Thanks to Alecos Papadopoulos for the following solution:
Given the preceding definitions, the sample means are also mean-zero normal random variables with $$\bar X, \bar Y \sim N(0,\sigma^2/n)$$
Define random variables $$Z_x = \left(\frac{\bar X}{\sigma/\sqrt n}\right)^2 = \frac n{\sigma^2}\bar X^2 \sim \chi^2(1),\;\;Z_y = \left(\frac{\bar Y}{\sigma/\sqrt n}\right)^2 =\frac n{\sigma^2}\bar Y^2\sim \chi^2(1),$$
Then the random variable $$W = Z_x + Z_y =\frac n{\sigma^2}\left(\bar X^2+\bar Y^2\right)\sim \chi^2(2)$$
By the properties of a chi-square random variable, we have $$W_n=\frac {\sigma^2}nW \sim \text {Gamma}(k=1, \theta = 2\sigma^2/n) = \text{Exp}(2\sigma^2/n)$$ i.e. $$f_{W_n}(w_n) = \frac {n}{2\sigma^2}\cdot \exp\Big \{-\frac {n}{2\sigma^2} w_n\Big\}$$
Define \(R_n = \sqrt {W_n}\).
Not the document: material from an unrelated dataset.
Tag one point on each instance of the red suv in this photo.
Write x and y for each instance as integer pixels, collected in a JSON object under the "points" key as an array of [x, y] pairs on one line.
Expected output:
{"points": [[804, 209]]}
By the change-of-variable formula we have
$$W_n = R_n^2 \Rightarrow \frac {dW_n}{dR_n} = 2R_n$$ and so
$$f_{R_n}(r_n) = 2r_n\frac {n}{2\sigma^2}\cdot \exp\Big \{-\frac {n}{2\sigma^2} r_n^2\Big\} = \frac {r_n}{\alpha^2} \exp\Big \{-\frac {r_n^2}{2\alpha^2} \Big\},\;\;\alpha \equiv \sigma/\sqrt n$$
So \(R_n\) follows a Rayleigh distribution with parameter \(\alpha = \sigma / \sqrt{n}\).